First day of school! Here’s to the first day of the rest of my life…
Best advice I read today….
“I think if you like somebody you have to tell them. It might be embarrassing to say it, but you will never regret stepping up.”
I’m re-reading this book, Blue Like Jazz. I read it several years ago, and really liked it. I saw it sitting on my bookshelf and I had a sudden urge to pick it up, dust it off, and read it again. I’ve found that I enjoy “re-ing” things. When I “re-whatever” I always have a new and different perspective on it, and maybe some more experience so that it affects me differently. And that is exactly what is going on by re-reading this book. I’ve experienced a lot, grown up some, and inevitably I’m a few years older. My understanding is more mature and developed. I’m reading passages in this book and loving the fresh perspective. Donald Miller’s words are so real to me. They hit home. I love that his way of thinking is how I tend to think, and how I want to think. He puts into words things I cannot. Today, this particular part of a chapter titled “Faith” jumped out at me…”I had no explanation for Laura. I don’t think there is an explanation. My belief in Jesus did not seem rational or scientific and yet there was nothing I could do to separate myself from this belief. I think Laura was looking for something rational, because she believed that all things that were true were rational. But that isn’t the case. Love, for example, is a true emotion, but it is not rational. What I mean is, people actually feel it. I have been in love, plenty of people have been in love, yet love cannot be proved scientifically. Neither can beauty. Light cannot be proved scientifically, and yet we all believe in light and by light see all things. I think one of the problems Laura was having was that she wanted God to make sense. He doesn’t. He will make no more sense to me than I will make sense to an ant.” This made me realize, I’m Laura. I never realized this the first time I read the book. All I read was words, and I didn’t get it. This time around, I got it. It’s not required that I understand everything that’s going on and why and He’s telling me, “It’s okay that everything doesn’t make sense and you don’t get it at times. Keep believing and we’ll get through this together.” Pretty cool realization for a Tuesday afternoon….

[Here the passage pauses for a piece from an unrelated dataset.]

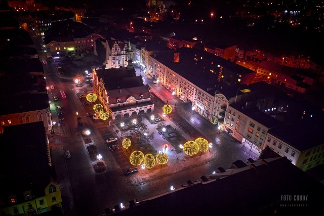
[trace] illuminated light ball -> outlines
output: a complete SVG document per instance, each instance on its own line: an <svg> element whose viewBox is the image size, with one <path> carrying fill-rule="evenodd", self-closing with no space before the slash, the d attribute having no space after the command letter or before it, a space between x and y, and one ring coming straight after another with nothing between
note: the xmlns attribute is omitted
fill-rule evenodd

Memorial Day weekend is supposed to be full of a whole lot of sunshine that allows for camping, barbecuing, hanging out with friends and family, and all sorts of summer like activities. This weekend brings the anticipation of the coming summer months to its peak. Most people were bummed out with the forecast this year. And even though the sunshine would have been most enjoyable I found myself walking through the rain smiling the biggest smile and thinking to myself, “this day is SO BEAUTIFUL!” Actually, if I will be completely honest, I thought those words out loud for no one in particular to hear, but to just solidify everything I was feeling at that time in that exact location. Even with the rain falling on my face and the cold wind blowing all around me I couldn’t stop walking along the deserted rims. I kept finding rocks bigger and bigger than the last and climbing to the top of them to look out over a Billings that was covered with a misty blanket. It was indeed a colorless day, but for me standing atop the rims looking out I saw the dull grays bursting with the colors of life. I stood, I looked, and I breathed in as much life as I could.